• Joyau

          
          Vous connaissez tous l'histoire de cet homme qui était parti à travers le monde à la recherche d'un trésor et qui à la fin de sa vie, après avoir parcouru en vain tous les continents, le découvrit dans sa maison, caché juste sous son lit !

           C'est ainsi que cela se passe pour chacun d'entre nous lorsqu'il se met véritablement en quête de lui-même.
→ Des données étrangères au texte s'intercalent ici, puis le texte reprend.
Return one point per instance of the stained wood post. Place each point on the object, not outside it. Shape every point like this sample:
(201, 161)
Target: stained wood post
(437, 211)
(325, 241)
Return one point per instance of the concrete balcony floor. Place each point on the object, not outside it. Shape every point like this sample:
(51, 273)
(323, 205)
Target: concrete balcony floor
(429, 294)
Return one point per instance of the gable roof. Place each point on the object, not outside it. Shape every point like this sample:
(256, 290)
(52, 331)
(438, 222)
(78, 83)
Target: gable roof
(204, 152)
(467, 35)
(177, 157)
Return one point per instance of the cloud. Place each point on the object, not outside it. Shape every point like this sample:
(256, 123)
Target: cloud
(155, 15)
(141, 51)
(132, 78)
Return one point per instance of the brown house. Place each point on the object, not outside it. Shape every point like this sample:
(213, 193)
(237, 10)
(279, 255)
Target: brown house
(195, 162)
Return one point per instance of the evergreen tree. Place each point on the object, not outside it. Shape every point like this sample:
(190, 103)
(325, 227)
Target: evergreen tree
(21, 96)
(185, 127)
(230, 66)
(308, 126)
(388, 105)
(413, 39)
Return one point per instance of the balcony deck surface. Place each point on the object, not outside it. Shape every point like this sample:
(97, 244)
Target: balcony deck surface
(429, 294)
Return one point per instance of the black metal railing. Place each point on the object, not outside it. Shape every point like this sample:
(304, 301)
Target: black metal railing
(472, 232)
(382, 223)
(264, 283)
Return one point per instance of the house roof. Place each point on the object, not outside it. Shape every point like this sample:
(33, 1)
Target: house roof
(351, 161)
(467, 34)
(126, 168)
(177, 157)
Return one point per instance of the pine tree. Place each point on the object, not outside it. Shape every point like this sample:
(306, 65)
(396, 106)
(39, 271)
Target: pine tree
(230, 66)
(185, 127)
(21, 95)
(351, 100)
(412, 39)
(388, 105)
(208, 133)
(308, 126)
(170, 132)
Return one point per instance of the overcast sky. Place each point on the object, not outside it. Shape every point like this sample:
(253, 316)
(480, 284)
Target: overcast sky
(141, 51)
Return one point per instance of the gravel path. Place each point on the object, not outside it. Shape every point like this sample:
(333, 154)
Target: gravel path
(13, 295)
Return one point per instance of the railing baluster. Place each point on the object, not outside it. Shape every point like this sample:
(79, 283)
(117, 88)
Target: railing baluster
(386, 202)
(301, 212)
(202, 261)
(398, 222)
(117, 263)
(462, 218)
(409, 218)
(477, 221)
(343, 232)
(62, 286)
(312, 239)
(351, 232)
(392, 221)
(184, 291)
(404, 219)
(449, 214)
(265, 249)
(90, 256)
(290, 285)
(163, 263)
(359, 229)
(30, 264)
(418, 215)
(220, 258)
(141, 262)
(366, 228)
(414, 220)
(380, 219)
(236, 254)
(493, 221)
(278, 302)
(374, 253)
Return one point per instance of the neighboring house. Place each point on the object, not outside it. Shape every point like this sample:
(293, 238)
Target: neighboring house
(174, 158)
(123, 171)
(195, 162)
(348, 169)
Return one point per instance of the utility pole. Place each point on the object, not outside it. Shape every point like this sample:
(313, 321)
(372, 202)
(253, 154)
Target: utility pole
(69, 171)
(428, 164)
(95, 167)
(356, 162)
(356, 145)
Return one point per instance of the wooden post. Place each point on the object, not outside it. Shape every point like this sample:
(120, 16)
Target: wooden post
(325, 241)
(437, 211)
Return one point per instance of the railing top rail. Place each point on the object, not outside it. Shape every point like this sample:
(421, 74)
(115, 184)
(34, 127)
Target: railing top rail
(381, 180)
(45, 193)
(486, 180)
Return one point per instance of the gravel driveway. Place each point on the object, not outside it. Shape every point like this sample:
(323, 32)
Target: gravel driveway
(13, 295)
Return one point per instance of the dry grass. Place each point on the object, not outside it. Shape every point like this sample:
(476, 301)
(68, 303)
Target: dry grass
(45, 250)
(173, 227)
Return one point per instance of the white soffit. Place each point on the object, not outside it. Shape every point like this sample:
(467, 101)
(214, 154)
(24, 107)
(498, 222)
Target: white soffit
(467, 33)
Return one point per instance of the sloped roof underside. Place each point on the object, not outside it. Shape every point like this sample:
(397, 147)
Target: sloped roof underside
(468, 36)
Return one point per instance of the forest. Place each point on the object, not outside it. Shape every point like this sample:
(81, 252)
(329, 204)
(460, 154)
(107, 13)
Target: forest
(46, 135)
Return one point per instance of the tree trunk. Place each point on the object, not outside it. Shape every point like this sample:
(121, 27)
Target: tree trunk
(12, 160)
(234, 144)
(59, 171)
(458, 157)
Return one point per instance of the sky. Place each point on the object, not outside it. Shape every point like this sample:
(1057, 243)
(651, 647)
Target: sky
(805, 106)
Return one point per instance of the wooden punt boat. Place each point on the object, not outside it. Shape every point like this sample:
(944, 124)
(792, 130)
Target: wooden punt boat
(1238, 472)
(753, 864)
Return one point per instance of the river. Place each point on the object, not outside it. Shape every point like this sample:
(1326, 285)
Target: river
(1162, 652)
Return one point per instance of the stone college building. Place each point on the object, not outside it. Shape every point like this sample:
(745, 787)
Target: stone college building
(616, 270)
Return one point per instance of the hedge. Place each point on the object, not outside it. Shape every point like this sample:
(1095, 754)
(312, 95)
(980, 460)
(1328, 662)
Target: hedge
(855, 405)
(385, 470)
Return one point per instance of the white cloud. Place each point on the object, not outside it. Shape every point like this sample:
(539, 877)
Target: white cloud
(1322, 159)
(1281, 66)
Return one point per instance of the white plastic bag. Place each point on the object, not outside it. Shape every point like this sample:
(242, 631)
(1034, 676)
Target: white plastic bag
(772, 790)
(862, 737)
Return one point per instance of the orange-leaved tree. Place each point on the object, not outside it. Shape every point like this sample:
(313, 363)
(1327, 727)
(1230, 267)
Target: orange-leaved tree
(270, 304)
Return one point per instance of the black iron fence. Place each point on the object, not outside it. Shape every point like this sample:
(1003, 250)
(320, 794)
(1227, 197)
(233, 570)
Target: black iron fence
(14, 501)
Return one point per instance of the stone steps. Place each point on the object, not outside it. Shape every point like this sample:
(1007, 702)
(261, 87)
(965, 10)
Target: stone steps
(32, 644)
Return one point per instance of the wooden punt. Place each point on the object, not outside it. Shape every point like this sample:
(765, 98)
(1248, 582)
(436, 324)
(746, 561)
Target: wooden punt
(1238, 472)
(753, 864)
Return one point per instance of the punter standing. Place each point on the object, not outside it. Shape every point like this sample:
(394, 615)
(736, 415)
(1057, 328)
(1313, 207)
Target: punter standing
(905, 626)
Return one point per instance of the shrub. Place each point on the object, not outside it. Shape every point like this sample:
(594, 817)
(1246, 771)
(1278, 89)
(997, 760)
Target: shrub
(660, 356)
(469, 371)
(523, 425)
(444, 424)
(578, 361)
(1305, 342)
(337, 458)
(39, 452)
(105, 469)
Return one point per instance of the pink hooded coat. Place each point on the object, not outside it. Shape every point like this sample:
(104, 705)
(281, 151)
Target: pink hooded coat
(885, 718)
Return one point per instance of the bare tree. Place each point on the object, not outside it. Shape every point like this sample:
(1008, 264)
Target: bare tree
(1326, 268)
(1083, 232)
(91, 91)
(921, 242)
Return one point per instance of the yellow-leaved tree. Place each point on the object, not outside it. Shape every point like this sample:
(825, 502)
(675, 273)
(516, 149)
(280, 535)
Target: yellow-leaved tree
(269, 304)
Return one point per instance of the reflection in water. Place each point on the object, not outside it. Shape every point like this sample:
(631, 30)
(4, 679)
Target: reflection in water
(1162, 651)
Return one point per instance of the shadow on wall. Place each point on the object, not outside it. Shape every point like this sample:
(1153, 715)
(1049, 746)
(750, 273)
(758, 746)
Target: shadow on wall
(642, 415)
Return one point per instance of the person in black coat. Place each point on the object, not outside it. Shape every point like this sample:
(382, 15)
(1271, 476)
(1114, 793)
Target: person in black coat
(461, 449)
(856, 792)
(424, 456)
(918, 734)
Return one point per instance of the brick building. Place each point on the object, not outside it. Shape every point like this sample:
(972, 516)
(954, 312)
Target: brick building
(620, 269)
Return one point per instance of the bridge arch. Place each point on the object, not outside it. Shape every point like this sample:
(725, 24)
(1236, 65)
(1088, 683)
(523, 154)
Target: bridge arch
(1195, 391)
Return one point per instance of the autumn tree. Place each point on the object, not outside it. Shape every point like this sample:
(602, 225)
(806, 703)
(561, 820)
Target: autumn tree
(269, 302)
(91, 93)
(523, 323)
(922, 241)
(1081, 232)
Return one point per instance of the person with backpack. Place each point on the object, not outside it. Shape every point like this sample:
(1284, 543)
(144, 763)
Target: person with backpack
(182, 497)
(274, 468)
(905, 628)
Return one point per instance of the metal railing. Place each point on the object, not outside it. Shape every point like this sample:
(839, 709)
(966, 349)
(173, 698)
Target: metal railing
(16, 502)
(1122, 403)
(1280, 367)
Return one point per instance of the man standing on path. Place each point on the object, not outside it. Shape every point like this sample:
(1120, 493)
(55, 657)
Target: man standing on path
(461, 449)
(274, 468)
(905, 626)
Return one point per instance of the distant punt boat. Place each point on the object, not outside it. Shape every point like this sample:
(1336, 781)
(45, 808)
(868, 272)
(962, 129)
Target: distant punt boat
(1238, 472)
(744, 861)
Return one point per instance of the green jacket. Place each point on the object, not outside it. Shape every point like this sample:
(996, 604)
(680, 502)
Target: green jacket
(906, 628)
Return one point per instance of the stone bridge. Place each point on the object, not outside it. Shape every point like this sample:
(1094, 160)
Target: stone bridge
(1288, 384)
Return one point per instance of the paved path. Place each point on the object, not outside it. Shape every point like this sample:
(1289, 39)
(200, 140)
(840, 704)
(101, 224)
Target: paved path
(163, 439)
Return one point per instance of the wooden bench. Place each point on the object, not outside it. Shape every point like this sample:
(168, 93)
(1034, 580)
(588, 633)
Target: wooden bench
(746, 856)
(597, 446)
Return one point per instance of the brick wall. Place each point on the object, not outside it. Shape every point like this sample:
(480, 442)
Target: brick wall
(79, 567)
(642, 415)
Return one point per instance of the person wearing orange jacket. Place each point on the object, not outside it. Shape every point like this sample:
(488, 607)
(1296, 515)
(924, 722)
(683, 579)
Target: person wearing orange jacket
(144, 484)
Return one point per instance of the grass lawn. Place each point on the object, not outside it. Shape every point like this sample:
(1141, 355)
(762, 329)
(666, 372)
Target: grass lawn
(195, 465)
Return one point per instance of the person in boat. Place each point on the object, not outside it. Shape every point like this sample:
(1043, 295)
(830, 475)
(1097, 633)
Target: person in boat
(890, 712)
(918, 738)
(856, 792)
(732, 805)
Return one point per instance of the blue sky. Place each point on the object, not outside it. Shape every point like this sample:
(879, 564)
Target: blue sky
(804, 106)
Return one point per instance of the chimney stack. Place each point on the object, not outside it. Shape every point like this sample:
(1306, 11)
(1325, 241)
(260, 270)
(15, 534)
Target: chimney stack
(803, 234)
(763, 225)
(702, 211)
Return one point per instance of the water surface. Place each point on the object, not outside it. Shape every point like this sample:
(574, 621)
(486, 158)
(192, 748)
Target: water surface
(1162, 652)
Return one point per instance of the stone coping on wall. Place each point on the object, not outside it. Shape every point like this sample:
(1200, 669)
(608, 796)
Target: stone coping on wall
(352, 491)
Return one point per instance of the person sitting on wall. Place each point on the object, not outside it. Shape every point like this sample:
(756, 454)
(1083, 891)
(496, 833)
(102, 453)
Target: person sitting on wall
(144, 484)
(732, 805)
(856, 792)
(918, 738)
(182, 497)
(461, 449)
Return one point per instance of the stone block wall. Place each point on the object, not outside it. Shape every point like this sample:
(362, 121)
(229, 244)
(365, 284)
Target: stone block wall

Après avoir cherché partout, et avoir vu que partout il n'y a rien, il s'aperçoit qu'il n'avait jamais correctement vu ce qu'il avait depuis toujours sous les yeux : le Joyau de son existence, enfoui sous des tonnes de crasse et d'indifférence.

     

             Je viens d'ouvrir un tout petit livre ; un petit fascicule tout fin (et rouge !) que l'on m'avait fait acheter lorsque j'étais toute jeune, à Paris, et que j'ai commencé le yoga : 

      « Bhagavad Guîtâ, "le Chant du Seigneur", traduit du sanscrit par Swami Ritajananda de l'ordre de Râmakrichna », édité par le Centre Védantique Ramakrichna en 1976 à Gretz en Seine et Marne.

    Bhagavad-Guîtâ

     
          J'étais à l'époque pleine de bonne volonté, mais tout de même l'hindouisme m'était un monde totalement étranger ; de plus la mauvaise impression que nous causaient les adeptes de Krichna qui défilaient dans les rues en robes orangées en dansant au son de clochettes me rendait cette lecture un peu suspecte.

           Après quelques efforts, je conclus vite que ce n'était qu'un texte épique du même genre que l'Iliade ou l'Odyssée et j'arrêtai cette lecture où je ne comprenais strictement rien.

              Cependant j'ai conservé le fascicule, en souvenir de mes quelques stages au centre Sivananda de yoga védanta, trop vite abandonnés puisque je partais élever une famille à 200 km de là. Je l'ai conservé parce que ces stages m'avaient marquée (surtout par l'expérience de la méditation) mais avec une forme d'aversion cependant, le mot "Krichna" m'évoquant toujours les tumultes d'une secte infantilisant les gens, et le texte me paraissant rébarbatif et sans intérêt (une sorte de catéchisme pour une culture lointaine et d'un autre âge...).

           
                C'est presque 40 ans après que le ressors... Et c'est comme un diamant qui serait tombé sous des ronces !! Après m'être bien égratignée et déchirée dans ces ronces, parce qu'un appel profond m'y renvoyait, que vois-je apparaître ? Il m'attendait là, bien patiemment, bien tranquillement, ce lumineux Joyau... Mais bien sûr il ne pouvait s'adresser qu'à des lecteurs avertis : que de préparation il m'a fallu pour en être digne ! Autrefois, je ne pouvais accepter qu'un "Krichna" puisse s'exprimer comme Jésus - et même aller plus loin. Aujourd'hui je sais que "Krichna", "Jésus", ne sont que des noms, des prétextes pour nous instruire, mais que ce qu'ils pointent est strictement identique.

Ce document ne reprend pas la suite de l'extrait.